Desafio do PT é garantir espaço eleitoral

Por: Hilton Cesario Fernandes

 

ANÁLISE: Hilton Cesario Fernandes

 

Coligações regionais entre partidos que são adversários na política nacional parecem desafiar a lógica do eleitor, mas o fato é que a realidade nos Estados e nos municípios apresenta uma dinâmica política muito diferente à do País.

O cientista político Humberto Dantas, em sua tese de doutorado, mostrou que coli- gações entre partidos adversários nacionalmente são bastante comuns nos municípios, até porque as forças políticas e as preferências do eleitor estão muito mais ligadas ao personalismo do que aos partidos.

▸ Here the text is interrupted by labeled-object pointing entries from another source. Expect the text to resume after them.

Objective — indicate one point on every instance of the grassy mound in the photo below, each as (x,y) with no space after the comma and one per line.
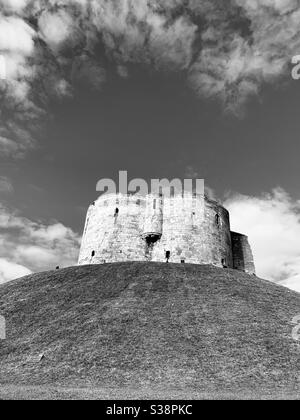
(150,330)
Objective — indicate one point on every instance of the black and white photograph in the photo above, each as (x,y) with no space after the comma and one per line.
(149,203)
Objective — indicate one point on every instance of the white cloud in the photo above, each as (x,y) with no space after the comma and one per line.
(226,50)
(27,246)
(272,223)
(6,185)
(11,271)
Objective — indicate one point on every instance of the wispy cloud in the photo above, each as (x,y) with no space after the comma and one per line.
(31,246)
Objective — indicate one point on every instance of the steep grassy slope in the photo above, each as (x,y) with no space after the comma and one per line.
(135,326)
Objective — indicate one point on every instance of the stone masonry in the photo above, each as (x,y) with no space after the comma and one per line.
(179,229)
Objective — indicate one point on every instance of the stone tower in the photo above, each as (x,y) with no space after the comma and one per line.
(179,229)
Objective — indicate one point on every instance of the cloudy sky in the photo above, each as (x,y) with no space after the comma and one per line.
(160,88)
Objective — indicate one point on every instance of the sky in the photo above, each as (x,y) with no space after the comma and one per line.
(172,88)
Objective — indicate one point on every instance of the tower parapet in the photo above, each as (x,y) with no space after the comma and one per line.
(179,229)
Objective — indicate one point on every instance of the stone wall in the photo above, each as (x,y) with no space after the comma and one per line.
(190,229)
(242,253)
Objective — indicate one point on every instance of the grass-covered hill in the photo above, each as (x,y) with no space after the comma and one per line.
(148,330)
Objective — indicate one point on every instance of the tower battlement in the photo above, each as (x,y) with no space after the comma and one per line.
(179,229)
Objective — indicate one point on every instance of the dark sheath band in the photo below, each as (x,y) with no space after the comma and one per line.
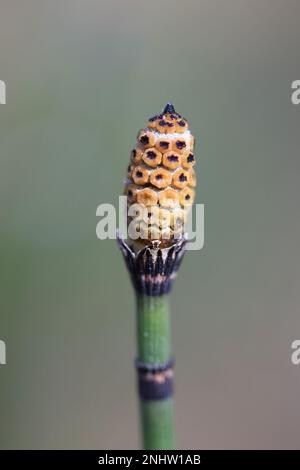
(155,381)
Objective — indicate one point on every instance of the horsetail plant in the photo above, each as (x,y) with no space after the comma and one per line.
(160,190)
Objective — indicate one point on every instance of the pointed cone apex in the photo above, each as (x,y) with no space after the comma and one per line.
(169,109)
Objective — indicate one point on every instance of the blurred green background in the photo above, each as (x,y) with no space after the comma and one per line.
(82,77)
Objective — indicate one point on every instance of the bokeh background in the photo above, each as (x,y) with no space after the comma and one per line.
(82,77)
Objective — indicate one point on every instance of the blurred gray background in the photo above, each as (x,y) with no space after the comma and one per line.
(82,77)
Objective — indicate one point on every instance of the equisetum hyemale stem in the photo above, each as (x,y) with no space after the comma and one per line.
(160,191)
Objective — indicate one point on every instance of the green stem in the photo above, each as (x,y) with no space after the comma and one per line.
(154,347)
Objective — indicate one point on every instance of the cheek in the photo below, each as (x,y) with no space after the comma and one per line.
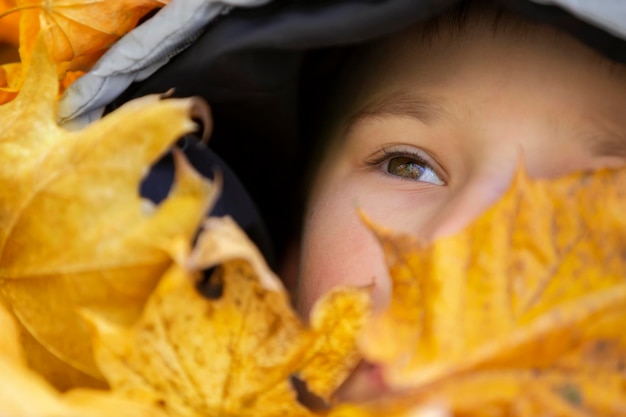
(337,249)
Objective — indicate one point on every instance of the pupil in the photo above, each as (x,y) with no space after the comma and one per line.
(405,167)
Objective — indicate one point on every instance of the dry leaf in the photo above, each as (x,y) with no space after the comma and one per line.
(231,355)
(9,24)
(23,393)
(10,81)
(521,314)
(73,230)
(78,28)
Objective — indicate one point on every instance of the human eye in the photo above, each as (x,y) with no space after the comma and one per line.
(405,164)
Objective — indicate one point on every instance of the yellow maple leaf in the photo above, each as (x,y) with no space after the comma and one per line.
(78,28)
(521,314)
(232,355)
(9,24)
(23,393)
(73,230)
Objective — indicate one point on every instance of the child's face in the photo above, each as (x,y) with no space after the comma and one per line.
(441,131)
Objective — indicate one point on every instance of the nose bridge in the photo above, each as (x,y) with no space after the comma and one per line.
(482,187)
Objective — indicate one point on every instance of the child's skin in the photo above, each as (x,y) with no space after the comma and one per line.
(440,128)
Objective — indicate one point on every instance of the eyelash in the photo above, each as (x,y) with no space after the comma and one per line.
(386,155)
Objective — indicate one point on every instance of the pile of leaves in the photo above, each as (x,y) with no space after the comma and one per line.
(520,314)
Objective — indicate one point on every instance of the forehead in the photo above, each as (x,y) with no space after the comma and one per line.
(529,69)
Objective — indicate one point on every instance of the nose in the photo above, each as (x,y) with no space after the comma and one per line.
(475,194)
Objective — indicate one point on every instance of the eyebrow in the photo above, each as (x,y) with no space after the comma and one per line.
(427,109)
(608,145)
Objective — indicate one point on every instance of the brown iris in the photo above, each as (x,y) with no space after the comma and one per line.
(405,167)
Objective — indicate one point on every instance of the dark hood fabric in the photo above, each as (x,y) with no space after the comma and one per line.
(249,64)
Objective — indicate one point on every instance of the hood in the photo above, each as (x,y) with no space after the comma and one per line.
(247,63)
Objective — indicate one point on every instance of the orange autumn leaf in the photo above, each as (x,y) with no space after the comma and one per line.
(73,230)
(9,24)
(78,30)
(10,81)
(232,354)
(520,314)
(23,393)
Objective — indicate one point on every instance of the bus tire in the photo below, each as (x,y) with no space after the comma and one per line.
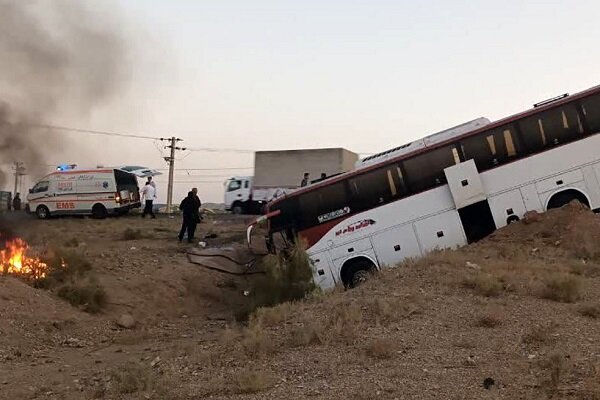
(99,211)
(237,208)
(42,212)
(561,199)
(357,271)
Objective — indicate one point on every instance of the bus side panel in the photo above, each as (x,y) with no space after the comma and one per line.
(323,274)
(441,231)
(396,244)
(530,198)
(506,204)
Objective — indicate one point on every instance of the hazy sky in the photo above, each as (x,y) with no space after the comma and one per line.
(364,75)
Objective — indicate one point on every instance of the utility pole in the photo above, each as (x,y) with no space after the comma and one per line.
(171,160)
(19,172)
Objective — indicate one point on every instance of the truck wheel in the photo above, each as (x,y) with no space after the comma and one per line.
(237,208)
(42,212)
(99,211)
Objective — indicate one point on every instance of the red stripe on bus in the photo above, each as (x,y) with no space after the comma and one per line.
(313,234)
(491,126)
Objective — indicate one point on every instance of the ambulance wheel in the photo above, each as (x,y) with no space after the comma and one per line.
(42,212)
(99,211)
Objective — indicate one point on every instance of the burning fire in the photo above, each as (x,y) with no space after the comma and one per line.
(14,260)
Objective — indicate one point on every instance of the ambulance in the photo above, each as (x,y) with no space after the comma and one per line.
(97,192)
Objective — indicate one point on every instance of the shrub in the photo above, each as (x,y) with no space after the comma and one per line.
(488,321)
(132,234)
(590,310)
(381,348)
(484,285)
(69,276)
(562,288)
(251,381)
(286,278)
(89,296)
(130,378)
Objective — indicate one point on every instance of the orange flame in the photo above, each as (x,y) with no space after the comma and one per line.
(14,260)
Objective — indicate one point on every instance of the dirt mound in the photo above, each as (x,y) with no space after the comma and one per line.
(32,315)
(572,230)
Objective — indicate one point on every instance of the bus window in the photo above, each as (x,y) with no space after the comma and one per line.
(556,126)
(323,204)
(427,170)
(375,188)
(591,110)
(491,148)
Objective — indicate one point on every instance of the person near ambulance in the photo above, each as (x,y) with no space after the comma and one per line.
(148,194)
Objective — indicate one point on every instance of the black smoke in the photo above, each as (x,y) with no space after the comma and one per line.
(57,58)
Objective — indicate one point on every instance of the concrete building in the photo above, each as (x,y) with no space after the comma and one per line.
(286,168)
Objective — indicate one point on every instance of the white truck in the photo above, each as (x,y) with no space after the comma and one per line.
(279,172)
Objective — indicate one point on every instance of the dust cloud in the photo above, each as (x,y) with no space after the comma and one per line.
(58,59)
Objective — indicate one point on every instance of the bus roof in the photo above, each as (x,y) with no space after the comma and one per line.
(539,107)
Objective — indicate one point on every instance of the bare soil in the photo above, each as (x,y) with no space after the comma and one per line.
(515,316)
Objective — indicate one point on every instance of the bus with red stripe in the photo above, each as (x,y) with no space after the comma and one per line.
(445,190)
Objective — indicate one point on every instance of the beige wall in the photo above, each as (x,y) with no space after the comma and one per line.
(286,168)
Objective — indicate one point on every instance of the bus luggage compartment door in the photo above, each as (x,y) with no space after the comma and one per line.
(471,200)
(322,271)
(465,184)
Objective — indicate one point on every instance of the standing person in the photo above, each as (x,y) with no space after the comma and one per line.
(189,210)
(305,180)
(17,202)
(198,204)
(148,194)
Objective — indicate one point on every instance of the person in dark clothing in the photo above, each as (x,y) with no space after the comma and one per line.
(17,202)
(198,204)
(305,180)
(189,210)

Há anos o PMDB se caracteriza por divisões regionais, especialmente com líderes que dominam os Estados, como José Sarney, Renan Calheiros e outros. Esses líderes do PMDB possuem diálogo entre si no âmbito federal, mas não invadem o espaço do outro nos Estados. Daí a dificuldade em lançar um candidato a presidente.

Já o PT possui um comportamento diferente, bem mais centralizado, a ponto de influenciar a escolha de candidatos nos Estados e municípios. Entretanto, as denúncias de corrupção e o impeachment de Dilma Rousseff enfraqueceram o PT, e isto ficou evidente nas eleições de 2016. Esta situação apresenta um novo desafio ao partido, que precisa se preocupar em garantir o espaço que lhe restou e evitar o crescimento de outras forças de esquerda que possam ameaçá-lo.

Nunca é demais lembrar que a aliança PT -PMDB nos governos dos ex-presidentes Lula e Dilma ocorreu por conveniência política, e não ideológica. A narrativa do golpe contra Dilma, que é bem aceita entre os militantes de esquerda, não deve ser muito afetada por eventuais coligações regionais.

Afinal, assim como houve uma narrativa para justificar Michel Temer como vice-presidente de Dilma, outras narrativas justificarão as aproximações nos Estados.